Telemedicine systems help overcome geographical and socioeconomic barriers through the use of technological infrastructure. Telemedicine is not limited to the clinical evaluation and provision of care to patients. The Global Education Network for ROP (GEN-ROP) has utilized web-based systems with thousands of validated fundus images to improve education on retinal diseases in the United States and internationally.[72, 73] Such systems have the potential to standardize training through assessment of image grading competency, and is especially important in diseases like ROP, which has a significant shortage of experts, and diabetic retinopathy, which has widespread prevalence. As retinal telemedicine programs become more commonplace, tele-education systems may also be optimized to incorporate a certification process to ensure a consistent level of grading prior to involvement in a telemedicine screening program.

Conclusion

Clinical diagnosis and management of retinal diseases is heavily dependent on pattern recognition of fundus appearance. Advances in imaging techniques with fundus photography and OCT imaging have facilitated the development of retinal telemedicine systems, where remote acquisition of images containing important clinical information is interpreted in a centralized location. Telemedicine systems have been shown to improve screening rates in a range of adult and pediatric retinal diseases by overcoming geographical and socioeconomic barriers to access. A growing body of evidence has shown that retinal telemedicine systems are reliable and cost-effective. Further developments in computational techniques have led to the development of automated image analysis systems and application of deep learning artificial intelligence algorithms, which further increase the speed and efficiency of telemedicine systems. Telemedical retinal image systems have additionally been shown to be of educational value.

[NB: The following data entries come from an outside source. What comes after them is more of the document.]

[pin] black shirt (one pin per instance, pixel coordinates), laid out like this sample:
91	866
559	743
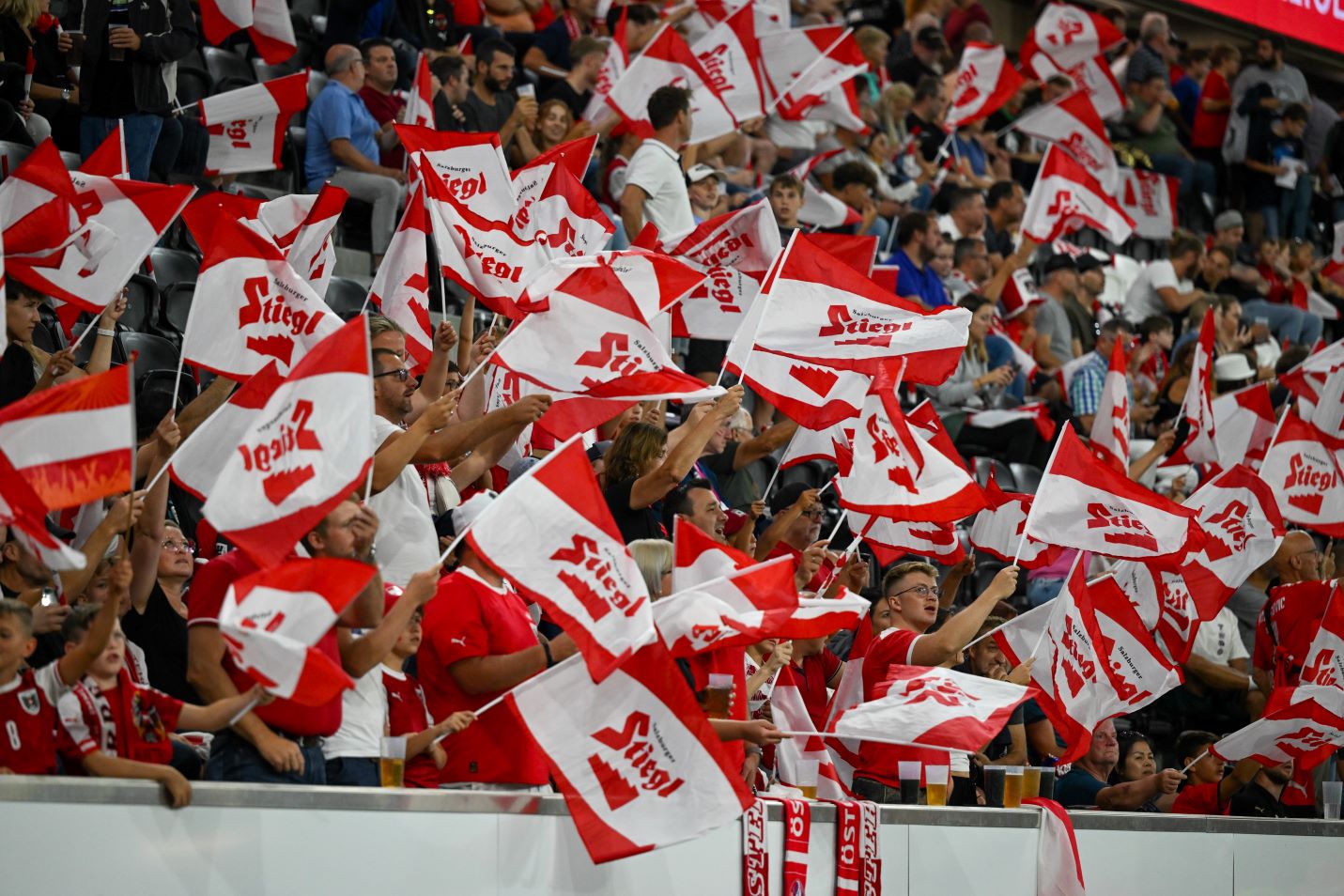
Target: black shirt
162	634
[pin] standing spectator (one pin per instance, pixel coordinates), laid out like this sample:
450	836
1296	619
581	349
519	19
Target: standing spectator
479	641
488	108
919	237
386	106
280	742
130	49
345	144
655	181
1085	785
453	87
576	89
1278	186
1213	109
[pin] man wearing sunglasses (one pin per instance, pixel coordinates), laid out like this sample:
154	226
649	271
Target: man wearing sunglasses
913	592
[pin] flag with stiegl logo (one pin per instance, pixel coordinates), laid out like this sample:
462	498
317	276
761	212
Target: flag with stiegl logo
635	756
304	453
271	618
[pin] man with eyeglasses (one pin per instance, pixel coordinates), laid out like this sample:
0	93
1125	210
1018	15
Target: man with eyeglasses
1285	631
913	592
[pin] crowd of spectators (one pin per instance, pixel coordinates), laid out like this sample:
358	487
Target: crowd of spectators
131	652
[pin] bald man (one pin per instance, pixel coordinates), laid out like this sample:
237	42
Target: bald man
345	141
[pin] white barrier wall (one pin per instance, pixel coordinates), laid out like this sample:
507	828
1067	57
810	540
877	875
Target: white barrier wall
239	840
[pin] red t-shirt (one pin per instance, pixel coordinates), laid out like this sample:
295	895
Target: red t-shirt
471	618
131	720
894	646
1210	127
27	727
203	603
408	715
1200	799
384	108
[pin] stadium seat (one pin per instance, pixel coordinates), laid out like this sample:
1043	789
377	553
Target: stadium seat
346	297
227	69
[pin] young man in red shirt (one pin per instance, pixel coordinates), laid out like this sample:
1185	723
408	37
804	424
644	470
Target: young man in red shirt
913	592
278	743
479	641
1207	790
113	727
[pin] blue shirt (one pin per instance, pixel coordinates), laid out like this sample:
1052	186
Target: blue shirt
920	283
337	113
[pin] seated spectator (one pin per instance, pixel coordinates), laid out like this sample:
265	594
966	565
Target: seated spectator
408	717
576	89
455	84
379	97
549	54
1209	790
488	108
640	471
345	144
1086	783
919	238
113	727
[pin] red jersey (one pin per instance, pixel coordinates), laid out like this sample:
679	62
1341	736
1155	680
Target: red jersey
894	646
131	720
1200	799
471	618
203	603
408	715
27	726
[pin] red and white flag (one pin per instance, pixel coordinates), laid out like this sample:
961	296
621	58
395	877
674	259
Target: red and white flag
1066	196
749	606
933	708
252	306
74	442
820	311
133	212
699	559
897	474
636	759
420	100
1244	425
1059	872
1150	197
1085	504
270	621
304	453
267	23
552	536
1110	425
1197	406
109	159
732	58
1305	471
985	81
401	285
667	59
1070	35
595	342
248	125
24	515
998	528
1074	125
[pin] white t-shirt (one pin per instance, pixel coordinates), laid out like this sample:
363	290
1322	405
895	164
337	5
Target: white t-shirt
1143	300
657	169
363	715
1219	641
406	540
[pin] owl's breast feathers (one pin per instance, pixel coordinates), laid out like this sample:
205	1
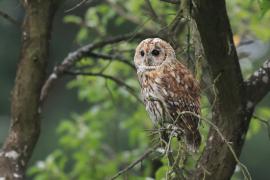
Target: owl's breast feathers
179	91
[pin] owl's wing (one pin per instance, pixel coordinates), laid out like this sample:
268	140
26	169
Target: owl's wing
180	92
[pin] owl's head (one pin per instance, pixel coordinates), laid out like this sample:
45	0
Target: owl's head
151	53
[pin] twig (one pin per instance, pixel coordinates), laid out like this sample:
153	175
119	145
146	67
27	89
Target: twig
137	161
242	166
112	57
82	52
265	122
153	14
9	18
76	6
258	85
172	1
117	81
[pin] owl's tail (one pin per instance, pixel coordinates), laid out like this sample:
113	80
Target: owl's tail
193	140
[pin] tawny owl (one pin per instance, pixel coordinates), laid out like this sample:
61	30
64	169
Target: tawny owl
168	89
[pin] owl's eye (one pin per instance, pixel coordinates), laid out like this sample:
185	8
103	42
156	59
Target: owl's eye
155	52
142	53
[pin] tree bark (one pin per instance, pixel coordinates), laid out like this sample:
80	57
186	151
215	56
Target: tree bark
230	112
25	116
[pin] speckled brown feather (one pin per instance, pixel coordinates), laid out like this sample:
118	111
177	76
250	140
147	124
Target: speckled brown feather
174	85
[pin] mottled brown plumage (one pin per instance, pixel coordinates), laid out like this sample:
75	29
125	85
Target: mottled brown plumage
168	89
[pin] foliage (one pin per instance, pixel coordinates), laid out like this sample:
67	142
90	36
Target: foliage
113	131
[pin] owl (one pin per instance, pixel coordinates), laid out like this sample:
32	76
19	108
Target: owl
170	92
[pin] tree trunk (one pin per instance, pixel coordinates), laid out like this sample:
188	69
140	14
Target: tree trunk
229	112
25	115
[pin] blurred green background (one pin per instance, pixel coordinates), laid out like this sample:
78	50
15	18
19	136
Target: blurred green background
91	127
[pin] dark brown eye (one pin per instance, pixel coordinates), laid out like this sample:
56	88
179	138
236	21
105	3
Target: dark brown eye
155	52
142	53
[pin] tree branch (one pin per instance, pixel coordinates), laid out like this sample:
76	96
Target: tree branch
25	116
137	161
10	19
258	85
172	1
82	52
229	109
117	81
112	57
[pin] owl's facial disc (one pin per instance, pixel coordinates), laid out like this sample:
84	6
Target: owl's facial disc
151	54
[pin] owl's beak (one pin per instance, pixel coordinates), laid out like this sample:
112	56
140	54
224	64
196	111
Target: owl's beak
148	61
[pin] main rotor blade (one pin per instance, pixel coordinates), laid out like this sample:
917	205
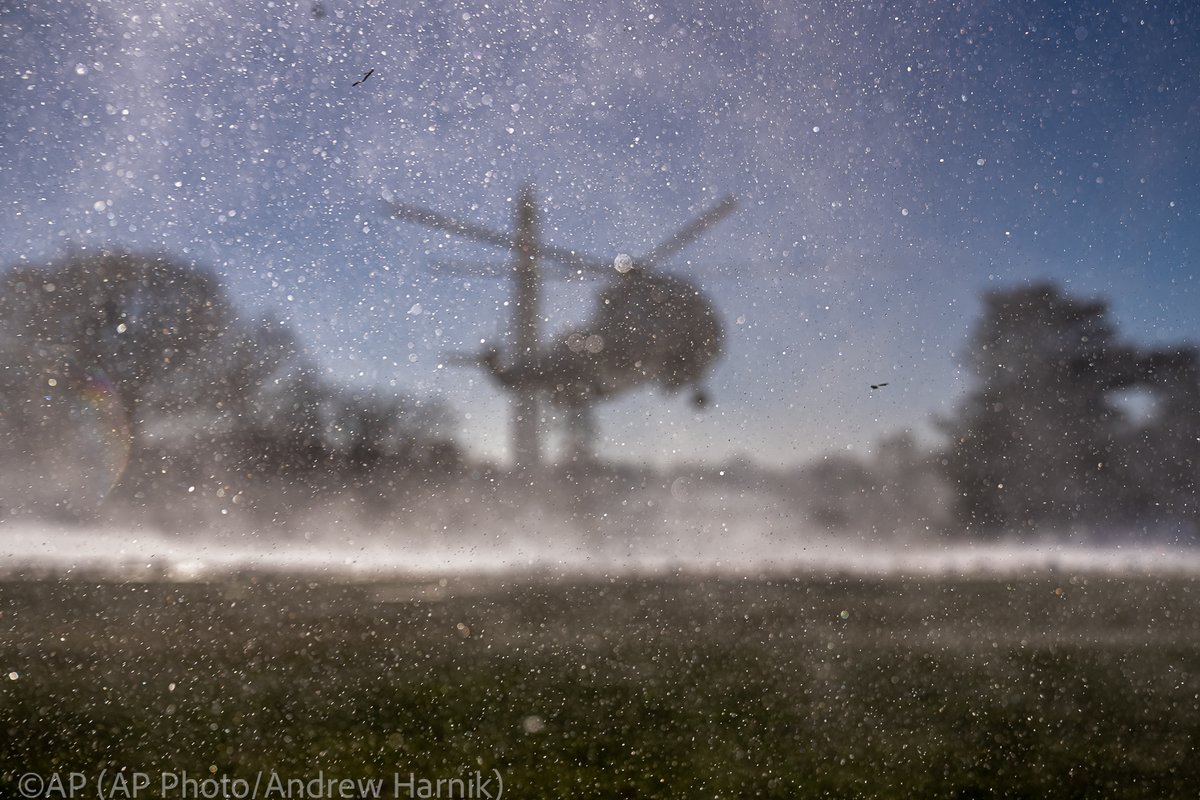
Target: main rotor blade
564	256
449	224
574	259
684	236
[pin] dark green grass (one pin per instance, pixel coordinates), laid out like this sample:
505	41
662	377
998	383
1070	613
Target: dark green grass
672	687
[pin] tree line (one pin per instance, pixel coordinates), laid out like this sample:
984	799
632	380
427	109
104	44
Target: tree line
130	378
1066	428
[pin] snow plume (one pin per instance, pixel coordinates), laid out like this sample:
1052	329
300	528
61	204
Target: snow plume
684	524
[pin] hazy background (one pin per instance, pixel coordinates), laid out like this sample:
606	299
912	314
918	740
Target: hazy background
891	166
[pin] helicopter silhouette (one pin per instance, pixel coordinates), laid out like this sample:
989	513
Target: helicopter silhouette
648	328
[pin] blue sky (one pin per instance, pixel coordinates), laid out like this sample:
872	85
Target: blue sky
891	166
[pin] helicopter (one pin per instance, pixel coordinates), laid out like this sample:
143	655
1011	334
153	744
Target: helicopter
648	328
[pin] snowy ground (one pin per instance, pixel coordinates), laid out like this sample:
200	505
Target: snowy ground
517	547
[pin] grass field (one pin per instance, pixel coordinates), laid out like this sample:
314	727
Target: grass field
1057	686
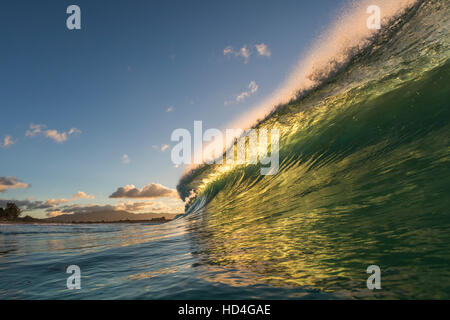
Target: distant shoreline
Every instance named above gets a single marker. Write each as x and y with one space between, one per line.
41 221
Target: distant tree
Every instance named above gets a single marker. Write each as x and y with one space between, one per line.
12 211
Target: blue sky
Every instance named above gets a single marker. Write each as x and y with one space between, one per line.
115 79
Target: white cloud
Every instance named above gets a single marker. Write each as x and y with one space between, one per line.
82 195
7 183
263 50
55 202
37 129
7 141
79 195
152 190
126 159
245 52
252 89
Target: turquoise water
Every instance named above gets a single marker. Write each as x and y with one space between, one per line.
363 180
121 261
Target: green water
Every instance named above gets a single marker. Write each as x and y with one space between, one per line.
363 179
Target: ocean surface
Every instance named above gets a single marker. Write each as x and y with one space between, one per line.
363 180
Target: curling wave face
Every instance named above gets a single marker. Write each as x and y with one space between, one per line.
363 178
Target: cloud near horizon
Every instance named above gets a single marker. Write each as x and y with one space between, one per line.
150 191
7 183
129 206
38 129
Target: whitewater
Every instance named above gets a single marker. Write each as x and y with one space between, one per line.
363 180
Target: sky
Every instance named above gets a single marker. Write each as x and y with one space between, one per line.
87 115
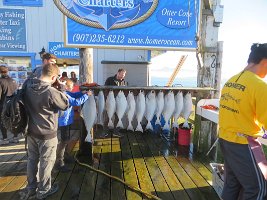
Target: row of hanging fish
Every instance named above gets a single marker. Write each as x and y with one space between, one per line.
138 107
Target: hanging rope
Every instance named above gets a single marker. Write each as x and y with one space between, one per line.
137 189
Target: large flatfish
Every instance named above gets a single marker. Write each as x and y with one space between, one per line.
88 113
169 106
121 106
140 110
110 108
150 108
100 107
130 110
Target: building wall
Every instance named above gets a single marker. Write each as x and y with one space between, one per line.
45 24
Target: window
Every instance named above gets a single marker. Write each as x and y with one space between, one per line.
23 2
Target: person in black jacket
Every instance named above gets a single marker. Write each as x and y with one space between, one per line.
43 103
7 87
118 79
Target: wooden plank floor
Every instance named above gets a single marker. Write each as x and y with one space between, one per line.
143 160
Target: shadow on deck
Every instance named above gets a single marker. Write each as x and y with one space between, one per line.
142 160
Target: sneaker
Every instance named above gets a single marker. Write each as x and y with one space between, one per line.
52 190
27 194
14 140
62 168
4 142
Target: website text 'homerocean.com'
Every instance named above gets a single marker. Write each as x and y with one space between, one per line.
107 39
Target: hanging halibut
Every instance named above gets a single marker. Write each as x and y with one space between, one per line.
140 110
179 103
131 110
188 108
160 106
100 107
89 116
121 106
150 108
110 108
169 106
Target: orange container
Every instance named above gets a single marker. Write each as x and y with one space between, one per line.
184 136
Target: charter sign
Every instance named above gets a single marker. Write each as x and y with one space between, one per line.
137 24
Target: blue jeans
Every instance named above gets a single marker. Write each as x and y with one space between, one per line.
43 151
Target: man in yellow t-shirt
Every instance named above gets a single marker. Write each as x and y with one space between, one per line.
243 114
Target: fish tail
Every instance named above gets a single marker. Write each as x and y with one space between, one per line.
149 126
139 128
130 127
119 125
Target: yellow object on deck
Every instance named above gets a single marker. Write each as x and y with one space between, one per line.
176 70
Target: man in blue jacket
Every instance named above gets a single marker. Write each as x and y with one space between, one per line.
43 103
66 118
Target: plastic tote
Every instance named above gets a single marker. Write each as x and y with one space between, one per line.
184 135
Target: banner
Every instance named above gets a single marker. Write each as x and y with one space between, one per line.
58 49
136 24
12 30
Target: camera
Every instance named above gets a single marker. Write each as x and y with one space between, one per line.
59 85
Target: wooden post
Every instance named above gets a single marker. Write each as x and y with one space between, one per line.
209 74
86 76
86 65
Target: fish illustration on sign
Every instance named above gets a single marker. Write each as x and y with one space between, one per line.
100 107
151 104
121 106
110 108
169 106
140 110
107 14
188 108
179 104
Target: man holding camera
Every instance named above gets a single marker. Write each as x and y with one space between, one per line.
43 102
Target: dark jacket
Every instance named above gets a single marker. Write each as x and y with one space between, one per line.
75 99
7 87
43 103
114 81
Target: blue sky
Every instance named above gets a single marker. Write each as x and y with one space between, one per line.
244 23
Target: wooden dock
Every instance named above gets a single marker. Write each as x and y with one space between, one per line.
143 160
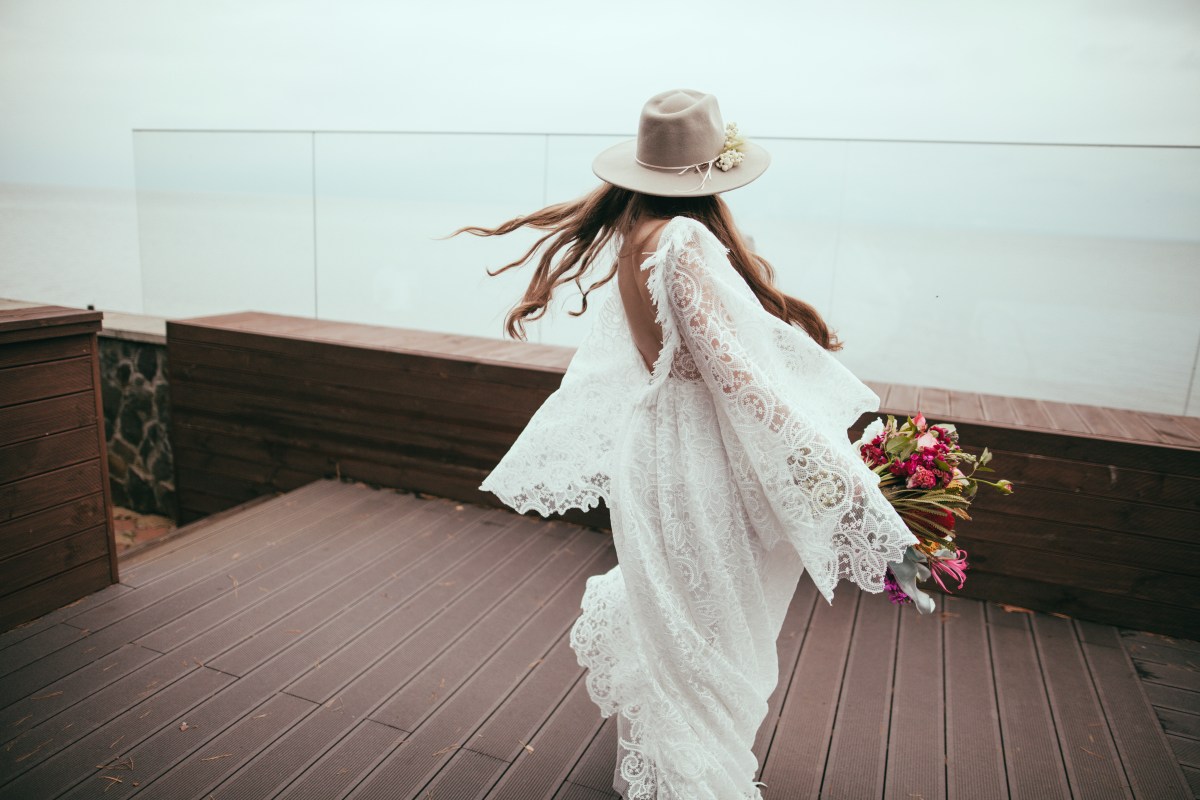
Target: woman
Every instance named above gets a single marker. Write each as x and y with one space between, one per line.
705 409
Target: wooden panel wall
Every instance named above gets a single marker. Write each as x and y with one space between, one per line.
263 403
55 512
1099 529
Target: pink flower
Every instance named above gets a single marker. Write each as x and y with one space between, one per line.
895 594
955 569
923 479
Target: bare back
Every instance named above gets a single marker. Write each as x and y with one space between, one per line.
635 294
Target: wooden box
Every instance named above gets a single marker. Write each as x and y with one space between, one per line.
57 539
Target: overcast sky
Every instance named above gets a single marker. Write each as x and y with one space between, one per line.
77 76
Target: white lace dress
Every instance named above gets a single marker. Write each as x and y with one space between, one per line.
727 473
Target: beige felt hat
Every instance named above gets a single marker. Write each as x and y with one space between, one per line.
681 150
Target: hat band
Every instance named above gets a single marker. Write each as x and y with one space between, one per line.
700 169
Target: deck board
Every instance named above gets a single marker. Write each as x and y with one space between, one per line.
377 644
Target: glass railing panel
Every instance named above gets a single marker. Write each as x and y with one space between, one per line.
383 202
1056 272
225 222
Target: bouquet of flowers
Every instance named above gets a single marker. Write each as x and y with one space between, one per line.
930 481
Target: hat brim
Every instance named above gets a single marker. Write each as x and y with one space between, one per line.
618 166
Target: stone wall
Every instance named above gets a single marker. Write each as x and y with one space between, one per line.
137 417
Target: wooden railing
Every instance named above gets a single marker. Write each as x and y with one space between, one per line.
1104 525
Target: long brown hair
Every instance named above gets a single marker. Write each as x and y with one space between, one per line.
580 230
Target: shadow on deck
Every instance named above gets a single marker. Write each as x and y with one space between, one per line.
339 641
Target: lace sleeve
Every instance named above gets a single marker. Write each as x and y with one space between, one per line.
780 402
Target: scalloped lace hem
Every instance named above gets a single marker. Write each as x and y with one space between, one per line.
603 642
547 501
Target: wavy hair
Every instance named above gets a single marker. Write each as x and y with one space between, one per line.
579 232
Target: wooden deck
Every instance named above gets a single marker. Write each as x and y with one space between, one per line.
340 641
263 403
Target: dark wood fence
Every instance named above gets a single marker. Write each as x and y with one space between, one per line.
55 511
1104 525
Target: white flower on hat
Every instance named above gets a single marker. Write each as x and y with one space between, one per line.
730 155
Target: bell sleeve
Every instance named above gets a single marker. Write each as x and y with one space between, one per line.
562 457
784 405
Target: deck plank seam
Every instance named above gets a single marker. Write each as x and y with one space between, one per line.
273 510
483 615
556 642
791 677
491 533
1055 721
553 594
995 698
303 576
1122 759
841 689
433 617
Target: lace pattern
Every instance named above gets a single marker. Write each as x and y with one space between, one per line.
727 473
787 404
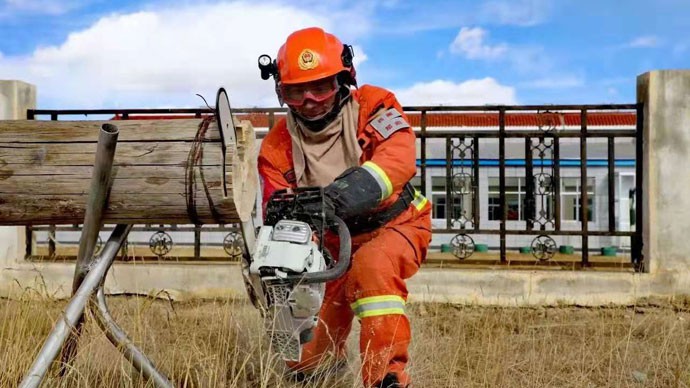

Importantly, telemedicine-based techniques have the potential to significantly reduce but not eliminate the necessity of on-site examinations, especially in individuals who require treatment, or are at high risk for disease progression. In such cases, retinal telemedicine should be utilized as a useful adjunct and not a complete replacement for physical clinical examinations. To maximize the potential benefits, retinal telemedicine programs should be carefully and appropriately integrated into current clinical systems.

Acknowledgments

Michael Chiang reports grants from National Institutes of Health, the National Science Foundation, unrestricted department funding from Research to Prevent Blindness, personal fees as a consultant for Novartis (Steering Committee member, RAINBOW study), and is an unpaid member of the scientific advisory board for Clarity Medical Systems.

Footnotes

Compliance with Ethical Guidelines

Human and Animal Rights and Informed Consent

This article does not contain any studies with human or animal subjects performed by any of the authors.

Conflict of Interest

Ru-ik Chee, Dana Darwish, Alvaro Fernandez-Vega, Samir Patel, Karyn Jonas, Susan Ostmo, Peter Campbell, and R.V. Paul Chan declare no conflict of interest.